Fitness Data Analytics

I’ve been uploading my runs to Strava since 2019. Strava is an internet service where athletes can share their activity data from GPS watches with friends. It is popular among runners and bikers, but strava also has communities for a variety of other sports, like squash! Athletes can also manually upload an activity. I was interested in extracting insights from my own fitness data, so I built some visualization that can explore my running career.

Strava has several social media features. Athletes can comment on each other’s activities and give each other “kudos”, which are similar to a “like”. Since running has clear metrics for improvements, running longer or faster, I would expect runs that demonstrate growth to be the highest kudos generating posts on my strava. However, the scatter plot above shows that the factors in receiving kudos is more complex and noisey than a simple linear association with personal records.

Training programs for distance running have specific groups of runs that serve to improve an athlete in particular areas. There are long runs, tempo runs, fartleks, hill sprints, strides, etc. As an athlete aware of my own runs I able to specify which group a run should belong to based on it’s features. In this three dimensional scatter plot I applied an algorithm called Density Based Spatial Cluster of Applications with Noise (DBSCAN) to create groups of runs. At a high level, DBSCAN clusters runs by seeing how close the three features are to each other. Changing the epsilon value for this algorithm reduces the distance that DBSCAN would consider something close enough to be in the same group. At the largest epsilon value we see that DBSCAN captures when I was running in Colorado vs. Illinois and when I had a heart rate monitor vs. when I didn’t. As the epsilon values decrease DBSCAN partitions runs within those four groups (Colorado and HR monitor, Illinois and HR monitor, etc). A cluster value of -1 is consider noise and doesn’t belong to any group, which is abundantly present at the lowest epsilon value.

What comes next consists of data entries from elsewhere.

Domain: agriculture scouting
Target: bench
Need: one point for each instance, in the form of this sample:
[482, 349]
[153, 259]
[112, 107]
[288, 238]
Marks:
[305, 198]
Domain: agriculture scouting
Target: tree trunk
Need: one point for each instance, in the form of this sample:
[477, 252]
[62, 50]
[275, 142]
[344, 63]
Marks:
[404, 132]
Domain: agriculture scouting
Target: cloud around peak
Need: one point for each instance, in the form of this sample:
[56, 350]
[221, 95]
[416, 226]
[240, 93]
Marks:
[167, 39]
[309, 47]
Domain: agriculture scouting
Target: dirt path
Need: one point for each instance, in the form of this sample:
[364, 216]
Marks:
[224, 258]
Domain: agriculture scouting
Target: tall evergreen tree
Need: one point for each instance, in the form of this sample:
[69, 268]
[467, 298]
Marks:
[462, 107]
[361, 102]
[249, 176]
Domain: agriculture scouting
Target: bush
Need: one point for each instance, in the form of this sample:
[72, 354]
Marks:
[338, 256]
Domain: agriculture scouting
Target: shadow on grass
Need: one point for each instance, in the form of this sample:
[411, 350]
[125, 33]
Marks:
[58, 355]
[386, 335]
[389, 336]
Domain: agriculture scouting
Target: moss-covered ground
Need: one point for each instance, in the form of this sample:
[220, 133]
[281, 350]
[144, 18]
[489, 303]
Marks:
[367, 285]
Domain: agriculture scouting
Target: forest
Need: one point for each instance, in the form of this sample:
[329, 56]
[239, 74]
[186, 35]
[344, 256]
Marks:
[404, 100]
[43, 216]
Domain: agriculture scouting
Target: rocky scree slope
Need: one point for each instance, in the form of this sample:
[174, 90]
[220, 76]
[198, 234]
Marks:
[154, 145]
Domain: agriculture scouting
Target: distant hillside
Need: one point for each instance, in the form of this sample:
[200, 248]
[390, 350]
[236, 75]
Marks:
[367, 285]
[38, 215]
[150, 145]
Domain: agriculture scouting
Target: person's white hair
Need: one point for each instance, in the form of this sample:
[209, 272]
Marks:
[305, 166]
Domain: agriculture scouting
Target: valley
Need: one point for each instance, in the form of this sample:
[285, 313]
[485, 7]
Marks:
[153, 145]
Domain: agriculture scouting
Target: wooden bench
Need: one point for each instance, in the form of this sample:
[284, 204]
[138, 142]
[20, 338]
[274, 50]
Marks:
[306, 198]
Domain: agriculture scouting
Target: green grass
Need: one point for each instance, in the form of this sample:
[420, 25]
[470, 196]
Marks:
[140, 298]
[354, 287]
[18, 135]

Zooming out and looking at the changes of my running metrics over time helps me see what phases of training I was in. For example, around January 10 I develop plantar fasciitis and had to reduce my run length. Then in July of 2020 I began building aerobic fitness, with runs that were strictly for distance. Finally, when I left my D2 cross country program in July of 2021 I began lifting weights and running less, which is seen by a drop in distance around that time.